The answer, in most cases, is that you don’t have a sustainable business. You have a temporary arbitrage opportunity that will close as soon as the market matures or the underlying technology becomes more accessible.
Beyond the Bubble
The most concerning aspect of our current situation is that we may be so dependent on AI tools that we can’t easily step back from them, even if the current business models prove unsustainable.
We’ve already integrated AI into our daily workflows, our decision-making processes, our creative work. Students are using it for research and writing, I’m seeing this at an all time high for my classes. Professionals are using it for analysis and communication. Companies are using it for customer service and content generation.
This level of integration happened remarkably quickly, far faster than our adoption of previous transformative technologies. And unlike previous technologies, AI tools often work so seamlessly that users don’t fully understand how dependent they’ve become until the tools aren’t available.
If there is a market collapse in AI, if funding dries up and startups shut down and access becomes more expensive or restricted, we won’t simply return to our pre-AI workflows.

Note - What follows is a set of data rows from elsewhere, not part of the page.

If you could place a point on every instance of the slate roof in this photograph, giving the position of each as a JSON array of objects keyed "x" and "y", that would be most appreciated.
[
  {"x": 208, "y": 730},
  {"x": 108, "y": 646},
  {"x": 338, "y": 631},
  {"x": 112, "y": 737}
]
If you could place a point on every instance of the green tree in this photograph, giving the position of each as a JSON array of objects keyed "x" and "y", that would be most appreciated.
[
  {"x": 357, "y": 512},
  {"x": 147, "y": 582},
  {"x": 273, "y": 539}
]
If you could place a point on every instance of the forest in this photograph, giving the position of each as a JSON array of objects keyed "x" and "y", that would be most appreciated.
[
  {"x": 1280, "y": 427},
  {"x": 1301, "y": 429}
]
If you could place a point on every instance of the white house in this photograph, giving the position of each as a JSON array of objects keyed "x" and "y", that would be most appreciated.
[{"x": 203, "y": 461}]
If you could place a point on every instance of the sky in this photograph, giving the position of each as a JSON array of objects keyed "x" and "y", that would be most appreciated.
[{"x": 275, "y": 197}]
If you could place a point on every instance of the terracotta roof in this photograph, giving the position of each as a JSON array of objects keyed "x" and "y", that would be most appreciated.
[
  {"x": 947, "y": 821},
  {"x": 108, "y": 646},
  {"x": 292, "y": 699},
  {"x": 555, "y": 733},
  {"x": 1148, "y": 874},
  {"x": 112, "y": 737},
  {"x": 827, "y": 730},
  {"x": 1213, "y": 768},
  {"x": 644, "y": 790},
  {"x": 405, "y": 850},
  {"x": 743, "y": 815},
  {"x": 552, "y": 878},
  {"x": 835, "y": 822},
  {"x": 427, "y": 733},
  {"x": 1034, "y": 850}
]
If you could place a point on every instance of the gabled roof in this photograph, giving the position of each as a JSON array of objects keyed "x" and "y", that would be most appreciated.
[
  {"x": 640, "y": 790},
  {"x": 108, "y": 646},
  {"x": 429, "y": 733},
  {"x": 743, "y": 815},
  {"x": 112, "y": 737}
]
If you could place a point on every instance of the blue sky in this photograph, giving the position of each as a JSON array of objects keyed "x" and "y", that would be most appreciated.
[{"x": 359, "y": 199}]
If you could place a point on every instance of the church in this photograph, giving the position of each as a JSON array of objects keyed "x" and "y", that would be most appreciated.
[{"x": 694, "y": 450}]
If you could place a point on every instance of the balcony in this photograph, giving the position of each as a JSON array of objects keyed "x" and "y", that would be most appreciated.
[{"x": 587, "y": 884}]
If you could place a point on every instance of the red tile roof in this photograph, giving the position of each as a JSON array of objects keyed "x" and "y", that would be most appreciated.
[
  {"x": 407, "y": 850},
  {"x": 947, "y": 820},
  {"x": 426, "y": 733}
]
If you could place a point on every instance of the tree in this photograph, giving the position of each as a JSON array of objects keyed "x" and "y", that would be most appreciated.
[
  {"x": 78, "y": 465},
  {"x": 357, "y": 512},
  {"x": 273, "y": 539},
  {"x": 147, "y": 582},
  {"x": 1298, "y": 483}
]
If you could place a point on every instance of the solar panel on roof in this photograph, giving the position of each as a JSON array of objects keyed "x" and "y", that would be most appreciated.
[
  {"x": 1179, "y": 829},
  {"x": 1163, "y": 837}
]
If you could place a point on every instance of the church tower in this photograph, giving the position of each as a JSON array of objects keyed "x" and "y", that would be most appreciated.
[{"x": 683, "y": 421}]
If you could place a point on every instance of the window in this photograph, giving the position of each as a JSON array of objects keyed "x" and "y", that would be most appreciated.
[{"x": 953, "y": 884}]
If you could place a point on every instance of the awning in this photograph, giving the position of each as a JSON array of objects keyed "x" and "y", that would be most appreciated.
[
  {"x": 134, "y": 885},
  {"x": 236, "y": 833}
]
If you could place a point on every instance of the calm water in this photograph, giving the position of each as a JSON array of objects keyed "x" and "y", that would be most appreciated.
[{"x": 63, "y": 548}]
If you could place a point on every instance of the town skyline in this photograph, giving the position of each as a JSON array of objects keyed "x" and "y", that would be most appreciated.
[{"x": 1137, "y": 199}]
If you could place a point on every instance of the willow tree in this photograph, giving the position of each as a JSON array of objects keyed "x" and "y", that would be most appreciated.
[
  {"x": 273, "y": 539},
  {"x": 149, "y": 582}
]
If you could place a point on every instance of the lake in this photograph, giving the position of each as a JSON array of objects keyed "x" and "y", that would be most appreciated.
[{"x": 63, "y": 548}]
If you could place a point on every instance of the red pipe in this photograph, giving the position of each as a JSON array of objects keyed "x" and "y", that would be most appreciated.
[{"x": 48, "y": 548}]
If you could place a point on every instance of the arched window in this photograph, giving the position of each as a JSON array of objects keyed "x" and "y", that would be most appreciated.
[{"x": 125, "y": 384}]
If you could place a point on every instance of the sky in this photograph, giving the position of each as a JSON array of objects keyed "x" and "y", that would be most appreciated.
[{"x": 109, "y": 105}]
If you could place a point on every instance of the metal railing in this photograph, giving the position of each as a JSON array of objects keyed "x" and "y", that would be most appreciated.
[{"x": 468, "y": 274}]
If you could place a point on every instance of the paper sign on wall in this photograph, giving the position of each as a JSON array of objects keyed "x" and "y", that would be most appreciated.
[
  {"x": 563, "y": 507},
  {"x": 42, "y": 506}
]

We’ll have to rebuild them, and we may find that we’ve lost some of the skills and processes we replaced with AI assistance.
The Path Forward
None of this means AI isn’t valuable or that the current innovations aren’t real. But it does suggest we need to think more carefully about sustainable approaches to AI integration, both as businesses and as individuals.
The companies most likely to survive an AI market correction are those building genuine competitive advantages that happen to use AI, rather than companies whose entire value proposition is AI access. The individuals most likely to benefit from AI in the long term are those who use it to enhance their capabilities rather than replace them.
Sustainability in technology isn’t about avoiding dependency altogether. It’s about understanding what you’re dependent on and having realistic plans for what happens when those dependencies change.
The question isn’t whether AI is sustainable. The question is whether our current approach to AI is sustainable.
I suspect the answer is no, and that we’ll need to learn this lesson the hard way.